Untuk risiko bencana tsunami, saat ini ada menara INATEWS di sejumlah kabupaten di Bali. Pada waktu tertentu, alarm akan meraung-raung untuk pengecekan dan tes kesiapsiagaan. Sebuah bangunan tiga lantai di Serangan, Denpasar adalah tempat evakuasi sementara yang disediakan namun kini berfungsi sebagai pasar tradisional.
“Lantai dasar jadi pasar agar dimanfaatkan untuk sumber ekonomi dan penyadaran bencana untuk warga,” sebut Adi. Sementara lantai 2 dan 3 tetap kosong. Menurutnya memfungsikan jadi pasar tidak masalah asal gedungnya dirawat dan saat evakuasi tak melebihi 25 menit.
Terakhir, pihaknya membuat peta evakuasi untuk Kabupaten Jembrana dengan risiko bencana tsunami. Dari simulasi yang dilakukan lokasi evakuasi adalah desa-desa di perbukitan namun bisa dicapai dalam waktu lebih dari 25 menit.

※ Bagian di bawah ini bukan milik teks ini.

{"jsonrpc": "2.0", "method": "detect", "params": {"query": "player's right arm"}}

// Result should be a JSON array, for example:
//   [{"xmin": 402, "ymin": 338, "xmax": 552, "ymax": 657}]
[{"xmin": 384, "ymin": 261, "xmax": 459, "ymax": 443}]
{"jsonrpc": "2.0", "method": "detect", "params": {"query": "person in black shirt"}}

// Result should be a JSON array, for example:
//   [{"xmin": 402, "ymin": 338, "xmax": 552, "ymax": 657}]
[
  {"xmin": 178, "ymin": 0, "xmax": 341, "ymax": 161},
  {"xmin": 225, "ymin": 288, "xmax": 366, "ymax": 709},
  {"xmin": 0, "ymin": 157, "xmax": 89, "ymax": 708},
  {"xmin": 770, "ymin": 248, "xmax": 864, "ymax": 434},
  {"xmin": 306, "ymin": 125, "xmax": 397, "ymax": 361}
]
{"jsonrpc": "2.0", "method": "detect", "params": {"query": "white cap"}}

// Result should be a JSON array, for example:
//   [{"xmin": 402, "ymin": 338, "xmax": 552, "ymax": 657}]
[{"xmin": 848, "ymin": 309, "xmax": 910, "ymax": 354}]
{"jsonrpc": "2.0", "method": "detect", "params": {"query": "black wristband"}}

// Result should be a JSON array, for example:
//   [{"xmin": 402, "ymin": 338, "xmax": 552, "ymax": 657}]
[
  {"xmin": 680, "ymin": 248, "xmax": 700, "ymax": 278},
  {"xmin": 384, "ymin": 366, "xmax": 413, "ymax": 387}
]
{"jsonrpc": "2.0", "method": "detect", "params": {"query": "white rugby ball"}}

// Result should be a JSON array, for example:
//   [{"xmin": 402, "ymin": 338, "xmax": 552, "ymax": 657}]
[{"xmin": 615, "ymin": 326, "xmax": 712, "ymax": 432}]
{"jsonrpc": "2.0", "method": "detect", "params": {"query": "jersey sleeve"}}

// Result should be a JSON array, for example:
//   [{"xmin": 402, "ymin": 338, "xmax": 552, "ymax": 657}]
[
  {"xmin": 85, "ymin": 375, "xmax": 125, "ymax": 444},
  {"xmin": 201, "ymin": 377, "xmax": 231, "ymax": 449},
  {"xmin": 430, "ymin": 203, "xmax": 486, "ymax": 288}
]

Kolaborasi pengembangan sistem risiko bencana di tingkat nasional di antaranya InAWARE, sebuah sistem analisis dan peringatan dini yang didanai oleh lembaga untuk Pembangunan Internasional Amerika Serikat (USAID) dan Kantor untuk Bantuan Bencana Luar Negeri (OFDA). Pacific Disaster Center (PDC) memberikan bantuan teknis kepada Badan Nasional Penanggulangan Bencana (BNPB) untuk meningkatkan dampak sistem peringatan dini dan sistem pembuatan keputusan dalam pengelolaan bencana. Proyek ini menyediakan sebuah sistem pengambilan keputusan berbasis jaringan untuk digunakan di tingkat nasional dan provinsi.
Ada juga InaRISK sebuah portal hasil kajian risiko yang menggunakan arcgis server sebagai data layanan yang menggambarkan cakupan wilayah ancaman bencana, populasi terdampak, potensi kerugian fisik, potensi kerugian ekonomi, dan potensi kerusakan lingkungan. Terintegrasi dengan realisasi pelaksanaan kegiatan pengurangan risiko bencana sebagai alat monitoring penurunan indeks risiko bencana.
Dalam lamannya disebutkan, kontribusi yang diberikan oleh United Nation Development Program (UNDP) adalah dengan menyiapkan layanan data yang menjadi data utama dalam InaRISK. Portal ini diluncurkan penggunaannya oleh Kepala Badan Nasional Penanggulangan Bencana (BNPB) pada 10 November 2016. Diharapkan InaRISK dapat digunakan oleh semua pihak, termasuk masyarakat dalam menyusun rencana-rencana penanggulangan bencana, selain sebagai portal sharing data spasial.